Tracking and Localization
We propose the combination of a keyframe-based monocular SLAM system and a global localization method. The SLAM system runs locally on a camera-equipped mobile client and provides continuous, relative 6DoF pose estimation as well as keyframe images with computed camera locations. As the local map expands, a server process localizes the keyframes with a pre-made, globally-registered map and returns the global registration correction to the mobile client.
We propose a novel solution to the generalized camera pose problem which includes the internal scale of the generalized camera as an unknown parameter. This further generalization of the well-known absolute camera pose problem has applications in multi-frame loop closure.
We propose a system for easily preparing arbitrary wide-area environments for subsequent real-time tracking with a handheld device. Our system evaluation shows that minimal user effort is required to initialize a camera tracking session in an unprepared environment.
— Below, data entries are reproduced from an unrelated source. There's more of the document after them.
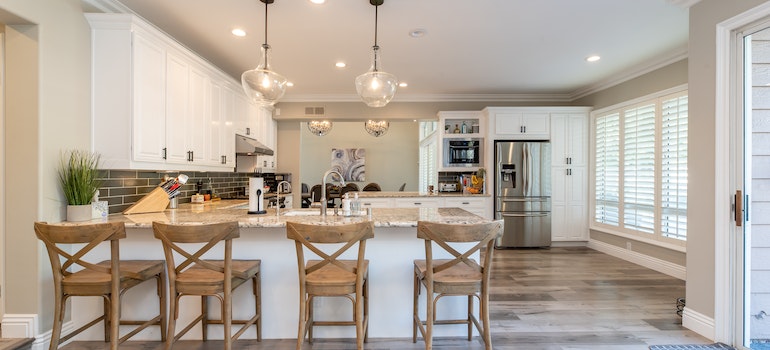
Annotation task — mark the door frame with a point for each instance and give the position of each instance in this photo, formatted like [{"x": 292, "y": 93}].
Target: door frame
[{"x": 728, "y": 254}]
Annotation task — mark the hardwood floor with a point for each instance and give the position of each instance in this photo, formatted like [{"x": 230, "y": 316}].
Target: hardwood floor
[{"x": 541, "y": 299}]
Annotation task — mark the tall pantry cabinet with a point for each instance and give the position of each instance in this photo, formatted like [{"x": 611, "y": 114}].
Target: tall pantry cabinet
[{"x": 569, "y": 173}]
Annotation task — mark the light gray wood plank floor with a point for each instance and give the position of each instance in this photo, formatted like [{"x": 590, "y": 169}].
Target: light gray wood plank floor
[{"x": 541, "y": 299}]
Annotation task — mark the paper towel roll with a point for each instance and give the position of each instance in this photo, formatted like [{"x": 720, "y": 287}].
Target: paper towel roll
[{"x": 257, "y": 195}]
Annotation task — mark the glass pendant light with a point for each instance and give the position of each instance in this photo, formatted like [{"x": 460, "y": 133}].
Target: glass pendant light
[
  {"x": 262, "y": 85},
  {"x": 376, "y": 87}
]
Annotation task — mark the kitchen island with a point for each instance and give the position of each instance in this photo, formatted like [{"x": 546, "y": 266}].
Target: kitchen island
[{"x": 390, "y": 253}]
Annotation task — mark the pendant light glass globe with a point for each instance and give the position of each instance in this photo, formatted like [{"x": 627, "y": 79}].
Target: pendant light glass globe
[
  {"x": 376, "y": 87},
  {"x": 262, "y": 85}
]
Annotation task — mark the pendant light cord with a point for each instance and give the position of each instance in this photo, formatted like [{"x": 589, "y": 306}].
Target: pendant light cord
[{"x": 376, "y": 47}]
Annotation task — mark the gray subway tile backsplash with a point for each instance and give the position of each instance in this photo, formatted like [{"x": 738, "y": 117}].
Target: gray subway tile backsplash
[{"x": 122, "y": 188}]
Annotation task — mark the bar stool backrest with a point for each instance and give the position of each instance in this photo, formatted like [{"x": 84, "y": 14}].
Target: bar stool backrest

In contrast to camera-based simultaneous localization and mapping (SLAM) systems, our methods are suitable for handheld use in large outdoor spaces.
We present an approach to real-time tracking and mapping that supports any type of camera motion in 3D environments, that is, general (parallax-inducing) as well as rotation-only (degenerate) motions. Our approach effectively generalizes both a panorama mapping and tracking system and a keyframe-based Simultaneous Localization and Mapping (SLAM) system, behaving like one or the other depending on the camera movement.
We evaluated keypoint descriptor compression using as little as 16 bits to describe a single keypoint. By indexing the keypoints in a binary tree, we can quickly recognize keypoints with a very compact database, and efficiently insert new keypoints.
We describe a special case of structure from motion where the camera rotates on a sphere. The camera's optical axis lies perpendicular to the sphere's surface. In this case, the camera's pose is minimally represented by three rotation parameters. From analysis of the epipolar geometry we derive a novel and efficient solution for the essential matrix relating two images, requiring only three point correspondences in the minimal case.
We describe our approach to efficiently create, handle and organize large-scale Structure-from-Motion reconstructions of urban environments. We store sparse point cloud reconstructions from an omnidirectional camera and differential GPS in a geospatial database and incorporate additional data from multiple crowd-sourced databases, such as maps and images from social media.
We describe and evaluate a reconstruction pipeline for upright panoramas taken in an urban environment. Panoramas can be aligned to a common vertical orientation using vertical vanishing point detection or orientation sensors. We introduce a pose estimation algorithm which uses knowledge of a common vertical orientation as a simplifying constraint.
We introduce a system which constructs a textured geometric model of the user’s environment as it is being explored. Image patches in keyframes are assigned to planes in the scene using stereo analysis. This environment model can be rendered into new frames to aid in several common but difficult AR tasks such as accurate real-virtual occlusion and annotation placement.
We integrate a small, single-point laser range finder into a wearable augmented reality system. We first present a way of creating object-aligned annotations with very little user effort. Second, we describe techniques to segment and pop-up foreground objects. Finally, we introduce a method using the laser range finder to incrementally build 3D panoramas from a fixed observer’s location.
User Interfaces and Graphics
We design and implement a physical and virtual model of an imaginary urban scene — the “City of Sights” — that can serve as a backdrop or “stage” for Augmented Reality (AR) research.
Evaluating the Effects of Tracker Reliability and Field of View on a Target Following Task in Augmented Reality
We examine the effect of varying levels of immersion on the performance of a target following task in augmented reality (AR) X-ray vision. Our study gives insight into the effect of tracking sensor reliability and field of view on user performance.
We present sketch-based tools for single-view modeling which allow for quick 3D mark-up of a photograph. Our methods produce good 3D results in a short amount of time and with little user effort, demonstrating the usefulness of an intelligent sketching interface for this application domain.
We developed a method for automatic depth compositing which uses a stereo camera, without assuming static camera pose or constant illumination. We extend the Layered Graph Cut to general depth compositing by decoupling the color and depth distributions, so that the depth distribution is determined by the disparity map of the virtual scene to be composited in.